It seems like what the LG V20 featured similar technology should Korean electronics bring as well onto the 2017’s LG G6 flagship. Details continue to surface suggesting LG’s upcoming G6 smartphone, and today a new statement emerged as the company revealed that the upcoming device will feature a 32-bit quad-DAC superior system promising improved sound quality. Here’s everything you need to know about.
The last year’s LG V20 device has been used the same technology that gives higher-level sound control over each earbud independently, resulting in a clearer, more balanced audio, LG claimed in a press release. Also Read: LG G6 Teaser Reveals ‘Big Screen That Fits’ A Compact 5.7-Inch QHD Display Phone
Explained as the analog output on the next G6 smartphone means that while devices like the iPhone are going aux-free, it’s likely the G6 include a headphone jack, as per the reports. High-performance audio chipset specialist ESS is producing the DAC. With that said, the technology is being also tested and touted as an improvement over the similar quad-DAC featured on V20 of 2016 phone from LG, which indeed praised as being “great for audiophiles.” Also Read: LG G6 Specifications May Include Waterproofing and Wireless Charging
Of course, LG has a big challenge in the future with its rival Samsung and Apple being working hard in bringing the best smartphone to the market with a majority of changes and upgrades made, and the LG’s G6 will be unveiled at a press event on February 26th, and will feature an unusual 18:9 aspect ratio screen, as per LG.

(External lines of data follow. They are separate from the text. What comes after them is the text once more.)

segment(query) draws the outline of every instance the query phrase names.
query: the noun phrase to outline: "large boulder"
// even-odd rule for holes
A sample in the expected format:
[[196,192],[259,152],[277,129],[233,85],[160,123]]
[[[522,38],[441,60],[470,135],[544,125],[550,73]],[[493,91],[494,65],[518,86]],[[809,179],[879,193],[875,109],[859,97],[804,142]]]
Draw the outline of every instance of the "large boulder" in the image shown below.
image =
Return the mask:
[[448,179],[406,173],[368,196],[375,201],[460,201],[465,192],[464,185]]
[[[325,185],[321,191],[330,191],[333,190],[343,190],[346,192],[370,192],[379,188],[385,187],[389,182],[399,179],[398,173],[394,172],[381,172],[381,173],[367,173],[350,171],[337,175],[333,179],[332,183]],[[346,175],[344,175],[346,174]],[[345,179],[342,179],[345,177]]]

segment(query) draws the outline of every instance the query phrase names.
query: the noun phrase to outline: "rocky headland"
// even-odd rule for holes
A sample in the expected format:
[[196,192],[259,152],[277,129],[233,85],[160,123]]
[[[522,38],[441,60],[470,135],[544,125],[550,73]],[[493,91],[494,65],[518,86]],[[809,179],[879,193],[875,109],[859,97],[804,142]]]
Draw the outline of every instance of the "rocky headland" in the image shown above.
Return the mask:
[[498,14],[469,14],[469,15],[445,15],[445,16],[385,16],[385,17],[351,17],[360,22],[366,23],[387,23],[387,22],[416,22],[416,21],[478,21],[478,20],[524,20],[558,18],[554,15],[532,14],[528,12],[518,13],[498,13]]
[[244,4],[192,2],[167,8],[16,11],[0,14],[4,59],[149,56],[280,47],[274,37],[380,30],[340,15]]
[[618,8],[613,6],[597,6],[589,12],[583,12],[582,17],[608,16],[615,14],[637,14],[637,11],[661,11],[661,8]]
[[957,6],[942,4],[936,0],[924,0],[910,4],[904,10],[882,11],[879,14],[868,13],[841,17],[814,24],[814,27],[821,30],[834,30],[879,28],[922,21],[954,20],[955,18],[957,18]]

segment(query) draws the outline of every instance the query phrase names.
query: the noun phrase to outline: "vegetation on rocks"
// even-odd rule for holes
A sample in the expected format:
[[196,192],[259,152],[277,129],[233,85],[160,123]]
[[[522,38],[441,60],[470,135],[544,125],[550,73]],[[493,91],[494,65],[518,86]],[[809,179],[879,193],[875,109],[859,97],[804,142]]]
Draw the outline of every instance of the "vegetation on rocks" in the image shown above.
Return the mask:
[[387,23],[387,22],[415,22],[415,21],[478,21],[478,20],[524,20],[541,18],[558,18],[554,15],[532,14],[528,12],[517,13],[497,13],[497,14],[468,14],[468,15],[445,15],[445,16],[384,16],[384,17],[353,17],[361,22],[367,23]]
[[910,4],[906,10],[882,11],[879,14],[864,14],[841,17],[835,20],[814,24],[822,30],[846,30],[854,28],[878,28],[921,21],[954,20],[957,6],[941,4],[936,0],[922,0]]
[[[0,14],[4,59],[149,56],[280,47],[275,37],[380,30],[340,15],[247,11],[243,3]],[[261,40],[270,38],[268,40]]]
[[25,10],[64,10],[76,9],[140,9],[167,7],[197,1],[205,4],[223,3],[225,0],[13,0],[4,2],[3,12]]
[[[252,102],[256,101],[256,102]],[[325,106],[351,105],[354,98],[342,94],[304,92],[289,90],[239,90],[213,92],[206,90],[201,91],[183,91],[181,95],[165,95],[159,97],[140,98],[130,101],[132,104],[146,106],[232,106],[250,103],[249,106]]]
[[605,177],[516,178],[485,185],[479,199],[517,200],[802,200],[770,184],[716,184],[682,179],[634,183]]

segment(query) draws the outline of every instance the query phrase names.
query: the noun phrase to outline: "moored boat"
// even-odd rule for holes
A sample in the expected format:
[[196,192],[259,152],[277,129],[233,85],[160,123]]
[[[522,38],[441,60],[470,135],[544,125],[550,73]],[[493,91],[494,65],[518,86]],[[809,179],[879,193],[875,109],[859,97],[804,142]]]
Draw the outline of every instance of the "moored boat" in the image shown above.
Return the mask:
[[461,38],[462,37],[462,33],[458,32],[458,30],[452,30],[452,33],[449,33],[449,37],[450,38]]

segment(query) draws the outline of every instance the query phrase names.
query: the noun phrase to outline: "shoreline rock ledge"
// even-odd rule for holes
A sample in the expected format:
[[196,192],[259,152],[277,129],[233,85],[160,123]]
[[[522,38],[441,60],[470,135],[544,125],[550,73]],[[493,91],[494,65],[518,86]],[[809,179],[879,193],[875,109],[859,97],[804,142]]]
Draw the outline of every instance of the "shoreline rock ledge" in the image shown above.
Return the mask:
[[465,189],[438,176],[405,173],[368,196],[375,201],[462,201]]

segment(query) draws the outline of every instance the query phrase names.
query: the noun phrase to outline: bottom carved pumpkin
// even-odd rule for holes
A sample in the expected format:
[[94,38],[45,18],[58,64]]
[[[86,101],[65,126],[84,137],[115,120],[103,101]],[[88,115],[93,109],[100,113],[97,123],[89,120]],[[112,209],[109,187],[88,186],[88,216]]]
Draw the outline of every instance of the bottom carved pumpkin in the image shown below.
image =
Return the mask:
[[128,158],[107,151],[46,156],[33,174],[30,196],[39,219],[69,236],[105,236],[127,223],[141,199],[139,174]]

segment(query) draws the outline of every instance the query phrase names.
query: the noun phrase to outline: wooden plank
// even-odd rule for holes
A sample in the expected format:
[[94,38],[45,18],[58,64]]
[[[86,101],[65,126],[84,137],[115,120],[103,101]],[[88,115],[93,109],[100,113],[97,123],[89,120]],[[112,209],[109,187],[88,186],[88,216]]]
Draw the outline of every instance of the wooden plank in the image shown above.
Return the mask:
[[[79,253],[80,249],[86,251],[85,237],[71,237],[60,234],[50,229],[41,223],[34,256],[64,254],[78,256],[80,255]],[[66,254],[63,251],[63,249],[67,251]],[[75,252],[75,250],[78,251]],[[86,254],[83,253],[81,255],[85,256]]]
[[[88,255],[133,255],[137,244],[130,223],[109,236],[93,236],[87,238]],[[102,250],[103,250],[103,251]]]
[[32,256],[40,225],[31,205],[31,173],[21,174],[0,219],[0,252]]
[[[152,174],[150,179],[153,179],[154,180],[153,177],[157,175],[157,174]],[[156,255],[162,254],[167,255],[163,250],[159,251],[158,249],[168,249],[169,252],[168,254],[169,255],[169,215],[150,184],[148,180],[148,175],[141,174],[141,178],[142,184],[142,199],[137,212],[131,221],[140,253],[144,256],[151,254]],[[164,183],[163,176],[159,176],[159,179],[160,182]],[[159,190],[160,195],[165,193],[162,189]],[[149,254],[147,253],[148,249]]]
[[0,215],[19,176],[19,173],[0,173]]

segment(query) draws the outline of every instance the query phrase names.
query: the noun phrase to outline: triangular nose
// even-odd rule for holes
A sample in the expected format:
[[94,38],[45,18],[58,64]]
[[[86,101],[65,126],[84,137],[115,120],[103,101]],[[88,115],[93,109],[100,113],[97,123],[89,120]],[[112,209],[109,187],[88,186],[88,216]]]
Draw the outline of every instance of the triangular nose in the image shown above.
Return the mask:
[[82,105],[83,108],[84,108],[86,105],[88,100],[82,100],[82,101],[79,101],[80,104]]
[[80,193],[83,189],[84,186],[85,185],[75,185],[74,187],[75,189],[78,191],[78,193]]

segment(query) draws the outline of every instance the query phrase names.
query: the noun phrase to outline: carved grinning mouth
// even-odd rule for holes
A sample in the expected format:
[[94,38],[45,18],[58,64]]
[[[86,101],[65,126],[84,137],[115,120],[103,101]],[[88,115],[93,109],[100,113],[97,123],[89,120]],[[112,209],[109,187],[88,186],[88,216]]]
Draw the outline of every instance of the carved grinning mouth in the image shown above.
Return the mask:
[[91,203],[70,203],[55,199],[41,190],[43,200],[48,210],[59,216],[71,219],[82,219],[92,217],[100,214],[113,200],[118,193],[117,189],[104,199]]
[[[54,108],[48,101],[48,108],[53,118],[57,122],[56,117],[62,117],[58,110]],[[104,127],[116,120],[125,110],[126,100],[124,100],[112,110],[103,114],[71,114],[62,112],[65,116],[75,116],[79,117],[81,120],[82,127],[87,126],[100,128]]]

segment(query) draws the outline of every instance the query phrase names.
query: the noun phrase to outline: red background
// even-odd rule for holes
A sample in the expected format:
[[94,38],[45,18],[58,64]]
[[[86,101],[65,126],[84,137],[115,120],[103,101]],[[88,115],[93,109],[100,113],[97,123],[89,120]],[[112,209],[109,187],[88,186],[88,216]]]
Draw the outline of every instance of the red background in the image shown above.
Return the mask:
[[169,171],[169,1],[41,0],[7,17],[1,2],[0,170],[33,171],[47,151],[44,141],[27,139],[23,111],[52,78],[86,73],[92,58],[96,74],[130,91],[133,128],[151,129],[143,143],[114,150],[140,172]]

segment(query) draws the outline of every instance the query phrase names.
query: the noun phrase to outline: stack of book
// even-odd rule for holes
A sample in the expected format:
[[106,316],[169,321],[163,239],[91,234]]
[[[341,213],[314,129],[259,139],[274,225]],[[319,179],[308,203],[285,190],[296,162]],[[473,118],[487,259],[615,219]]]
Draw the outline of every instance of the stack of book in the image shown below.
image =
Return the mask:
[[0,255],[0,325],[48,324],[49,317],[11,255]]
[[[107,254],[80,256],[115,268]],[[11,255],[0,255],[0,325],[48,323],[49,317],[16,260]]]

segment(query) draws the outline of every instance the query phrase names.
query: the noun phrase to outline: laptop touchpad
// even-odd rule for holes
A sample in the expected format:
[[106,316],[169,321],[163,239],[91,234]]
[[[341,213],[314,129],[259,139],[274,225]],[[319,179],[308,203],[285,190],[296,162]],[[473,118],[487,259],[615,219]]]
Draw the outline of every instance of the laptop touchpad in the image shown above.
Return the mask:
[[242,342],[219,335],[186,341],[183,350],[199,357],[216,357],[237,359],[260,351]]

The G6 hardware is also said to be a water-resistant which reportedly uses Google Assistant, that’s what we expect to become a standard feature on Android device this year. Another source reports that LG is promising to address the shatter-prone screens and bootloops that plagued previous devices. Also Read: This Google App Alpha v6.13 Update May Enable AI Assistant On Non-Pixel Phones
What do you think about the yet-unannounced LG G6? Share your thoughts once you become free from the work in a louder DAC quality.